Construction commenced in 1905, and the scheme was completed four years later in 1909. The dam was built using hand tools, without the benefit of mechanical earth moving machinery, and has been described as the last major creation of the traditional 'navvy'. A workforce of 2000 to 3000 people, many were Irish navvies, endured the very wet conditions. In one 24 hour period during construction of the dam, 5.59 in of rain fell at Kinlochleven, but this didn't damage the dam.

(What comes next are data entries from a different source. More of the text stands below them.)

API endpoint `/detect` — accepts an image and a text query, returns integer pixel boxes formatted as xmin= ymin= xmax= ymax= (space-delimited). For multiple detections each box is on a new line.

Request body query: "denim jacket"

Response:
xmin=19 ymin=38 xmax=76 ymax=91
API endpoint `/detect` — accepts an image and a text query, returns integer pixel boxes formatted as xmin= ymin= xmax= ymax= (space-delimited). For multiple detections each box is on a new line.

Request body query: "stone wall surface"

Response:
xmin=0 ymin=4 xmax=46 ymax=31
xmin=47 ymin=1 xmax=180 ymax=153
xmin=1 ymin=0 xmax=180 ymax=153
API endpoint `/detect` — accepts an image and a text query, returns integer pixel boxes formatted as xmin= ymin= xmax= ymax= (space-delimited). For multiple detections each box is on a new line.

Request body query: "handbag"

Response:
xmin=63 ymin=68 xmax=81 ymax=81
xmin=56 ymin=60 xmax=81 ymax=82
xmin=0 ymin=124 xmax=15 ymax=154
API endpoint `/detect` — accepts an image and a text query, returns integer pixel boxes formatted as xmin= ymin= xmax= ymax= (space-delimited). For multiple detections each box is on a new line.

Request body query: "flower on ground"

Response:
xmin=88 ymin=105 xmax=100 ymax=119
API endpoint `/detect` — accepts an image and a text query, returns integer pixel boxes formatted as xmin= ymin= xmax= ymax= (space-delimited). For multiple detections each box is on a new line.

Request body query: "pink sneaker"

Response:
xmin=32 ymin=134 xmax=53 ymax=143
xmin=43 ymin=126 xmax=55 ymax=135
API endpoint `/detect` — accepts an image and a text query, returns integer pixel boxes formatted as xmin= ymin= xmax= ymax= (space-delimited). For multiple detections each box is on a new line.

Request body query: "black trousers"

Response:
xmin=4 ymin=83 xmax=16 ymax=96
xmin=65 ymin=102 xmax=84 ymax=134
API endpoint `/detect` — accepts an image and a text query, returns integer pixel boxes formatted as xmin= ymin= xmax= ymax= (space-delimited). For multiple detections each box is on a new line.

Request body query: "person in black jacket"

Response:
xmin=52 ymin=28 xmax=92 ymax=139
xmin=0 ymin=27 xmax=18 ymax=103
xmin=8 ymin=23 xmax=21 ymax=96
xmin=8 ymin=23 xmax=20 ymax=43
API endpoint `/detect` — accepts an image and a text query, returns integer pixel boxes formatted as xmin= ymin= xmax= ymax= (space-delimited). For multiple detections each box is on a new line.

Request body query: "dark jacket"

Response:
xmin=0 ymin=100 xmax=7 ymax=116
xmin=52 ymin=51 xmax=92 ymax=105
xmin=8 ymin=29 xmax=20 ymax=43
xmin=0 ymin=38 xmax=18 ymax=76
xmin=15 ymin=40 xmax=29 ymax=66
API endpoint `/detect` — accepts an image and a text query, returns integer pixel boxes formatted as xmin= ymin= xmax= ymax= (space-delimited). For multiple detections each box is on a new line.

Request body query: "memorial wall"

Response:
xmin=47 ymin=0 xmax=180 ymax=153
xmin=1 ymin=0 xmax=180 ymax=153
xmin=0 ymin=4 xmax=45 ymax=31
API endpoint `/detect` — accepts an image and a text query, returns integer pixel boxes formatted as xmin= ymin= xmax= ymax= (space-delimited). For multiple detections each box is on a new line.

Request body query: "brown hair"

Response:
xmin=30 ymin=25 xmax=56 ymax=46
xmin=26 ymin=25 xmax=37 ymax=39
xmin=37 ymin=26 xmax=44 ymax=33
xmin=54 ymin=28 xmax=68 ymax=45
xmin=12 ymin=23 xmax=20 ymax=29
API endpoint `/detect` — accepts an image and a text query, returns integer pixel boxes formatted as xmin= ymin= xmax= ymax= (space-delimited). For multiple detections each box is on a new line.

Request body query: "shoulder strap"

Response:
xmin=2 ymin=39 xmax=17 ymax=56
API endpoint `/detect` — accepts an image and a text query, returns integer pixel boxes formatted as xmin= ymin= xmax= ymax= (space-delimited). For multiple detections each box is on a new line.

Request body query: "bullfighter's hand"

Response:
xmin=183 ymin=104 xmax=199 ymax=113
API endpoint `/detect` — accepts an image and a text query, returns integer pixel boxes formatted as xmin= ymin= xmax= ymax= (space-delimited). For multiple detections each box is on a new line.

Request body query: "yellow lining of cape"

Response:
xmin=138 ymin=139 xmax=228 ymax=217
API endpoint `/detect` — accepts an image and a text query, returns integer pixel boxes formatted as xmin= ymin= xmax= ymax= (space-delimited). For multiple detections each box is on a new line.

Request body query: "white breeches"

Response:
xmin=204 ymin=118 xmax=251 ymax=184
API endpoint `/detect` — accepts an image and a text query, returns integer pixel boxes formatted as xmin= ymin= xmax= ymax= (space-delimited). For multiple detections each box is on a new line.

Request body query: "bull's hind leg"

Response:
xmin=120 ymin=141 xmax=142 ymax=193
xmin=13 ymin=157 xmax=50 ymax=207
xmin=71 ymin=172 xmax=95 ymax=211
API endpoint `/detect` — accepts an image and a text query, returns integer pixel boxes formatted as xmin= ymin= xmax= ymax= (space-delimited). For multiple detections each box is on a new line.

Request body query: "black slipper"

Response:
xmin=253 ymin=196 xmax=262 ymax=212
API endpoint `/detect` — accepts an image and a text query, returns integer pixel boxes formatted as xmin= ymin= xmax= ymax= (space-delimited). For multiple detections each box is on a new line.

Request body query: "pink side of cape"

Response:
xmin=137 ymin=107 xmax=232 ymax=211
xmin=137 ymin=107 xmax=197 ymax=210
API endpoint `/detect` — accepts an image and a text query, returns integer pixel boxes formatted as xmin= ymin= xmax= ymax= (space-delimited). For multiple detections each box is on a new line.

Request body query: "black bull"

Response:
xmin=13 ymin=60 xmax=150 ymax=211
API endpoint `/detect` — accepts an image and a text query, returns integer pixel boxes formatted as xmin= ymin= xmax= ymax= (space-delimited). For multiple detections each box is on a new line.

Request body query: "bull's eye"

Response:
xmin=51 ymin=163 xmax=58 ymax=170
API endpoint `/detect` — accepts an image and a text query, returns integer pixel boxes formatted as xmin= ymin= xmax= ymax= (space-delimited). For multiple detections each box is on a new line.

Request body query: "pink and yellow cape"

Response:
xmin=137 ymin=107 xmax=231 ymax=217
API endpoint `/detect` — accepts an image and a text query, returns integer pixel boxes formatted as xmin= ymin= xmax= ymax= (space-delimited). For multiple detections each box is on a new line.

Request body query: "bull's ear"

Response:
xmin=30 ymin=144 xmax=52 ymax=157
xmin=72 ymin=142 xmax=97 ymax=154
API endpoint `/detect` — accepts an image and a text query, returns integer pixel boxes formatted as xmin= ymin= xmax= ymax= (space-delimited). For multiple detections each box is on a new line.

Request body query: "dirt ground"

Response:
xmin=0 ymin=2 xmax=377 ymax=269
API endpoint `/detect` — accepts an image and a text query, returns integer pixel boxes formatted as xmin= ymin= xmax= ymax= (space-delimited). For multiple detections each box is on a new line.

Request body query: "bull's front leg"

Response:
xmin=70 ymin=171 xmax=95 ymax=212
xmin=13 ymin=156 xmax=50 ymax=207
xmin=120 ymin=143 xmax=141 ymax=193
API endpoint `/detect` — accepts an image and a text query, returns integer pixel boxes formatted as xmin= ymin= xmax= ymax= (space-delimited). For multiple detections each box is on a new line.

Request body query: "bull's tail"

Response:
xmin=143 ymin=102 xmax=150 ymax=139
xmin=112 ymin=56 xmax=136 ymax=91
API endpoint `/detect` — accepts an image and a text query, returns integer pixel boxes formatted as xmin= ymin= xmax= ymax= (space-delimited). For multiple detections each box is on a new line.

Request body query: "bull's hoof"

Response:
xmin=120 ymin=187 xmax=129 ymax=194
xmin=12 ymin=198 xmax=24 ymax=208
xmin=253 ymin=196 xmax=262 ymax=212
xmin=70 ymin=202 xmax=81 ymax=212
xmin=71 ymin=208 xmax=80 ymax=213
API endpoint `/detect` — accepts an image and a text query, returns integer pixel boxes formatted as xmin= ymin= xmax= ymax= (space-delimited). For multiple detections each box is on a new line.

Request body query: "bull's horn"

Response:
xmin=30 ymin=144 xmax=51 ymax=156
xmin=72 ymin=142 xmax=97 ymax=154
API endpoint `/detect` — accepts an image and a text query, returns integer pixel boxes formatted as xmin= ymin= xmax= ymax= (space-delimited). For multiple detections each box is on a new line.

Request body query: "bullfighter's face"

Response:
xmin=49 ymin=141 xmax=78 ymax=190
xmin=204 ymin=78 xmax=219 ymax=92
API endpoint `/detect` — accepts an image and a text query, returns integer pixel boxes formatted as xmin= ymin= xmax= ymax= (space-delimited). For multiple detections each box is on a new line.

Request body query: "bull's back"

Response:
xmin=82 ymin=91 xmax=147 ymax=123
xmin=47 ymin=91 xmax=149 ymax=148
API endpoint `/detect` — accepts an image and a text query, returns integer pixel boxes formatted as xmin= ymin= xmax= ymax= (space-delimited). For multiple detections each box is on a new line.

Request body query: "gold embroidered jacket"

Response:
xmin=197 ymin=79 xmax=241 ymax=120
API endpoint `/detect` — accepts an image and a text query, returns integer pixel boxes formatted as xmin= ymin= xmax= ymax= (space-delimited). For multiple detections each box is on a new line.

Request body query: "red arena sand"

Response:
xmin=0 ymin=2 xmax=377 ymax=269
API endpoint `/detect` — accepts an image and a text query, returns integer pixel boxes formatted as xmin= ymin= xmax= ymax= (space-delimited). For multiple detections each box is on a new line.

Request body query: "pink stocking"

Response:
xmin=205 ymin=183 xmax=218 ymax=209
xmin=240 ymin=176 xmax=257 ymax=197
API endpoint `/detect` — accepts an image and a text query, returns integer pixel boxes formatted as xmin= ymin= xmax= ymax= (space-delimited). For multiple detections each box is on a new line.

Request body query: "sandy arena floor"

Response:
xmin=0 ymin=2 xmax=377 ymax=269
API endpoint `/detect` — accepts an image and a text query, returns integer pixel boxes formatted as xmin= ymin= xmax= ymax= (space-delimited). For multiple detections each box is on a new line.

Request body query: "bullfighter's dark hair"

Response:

Most of those building the scheme did not know what it was for, instead they called it "the waterworks". A number of these workers lost their lives constructing the dam; their graves, which are marked by concrete markers, are close to the dam. The Navvies' Graveyard is approximately 500 m west of the dam.

6 km of concrete aqueduct was constructed contouring around the hillside to above Kinlochleven. Six parallel steel penstock pipelines 39 in in diameter then carry the water 935 ft down the hillside to the powerhouse.

During the First World War, German prisoners worked on laying an aqueduct 5 mi from Loch Eilde Mhor, to expand the production of the scheme, extending the catchment to 66 sqmi.

The power house and aluminium smelting plant were situated in Kinlochleven, which is adjacent to the sea loch, Loch Leven. The smelter closed in June 2000. The power station now produces electricity for the aluminium smelter in Fort William, supplementing the supply from the Lochaber hydroelectric scheme. Surplus energy is sold to the national grid for public supply.

A small modern hydropower scheme, the River Leven Hydro Scheme, was constructed at the base of the dam in 2021 by Green Highland Renewables.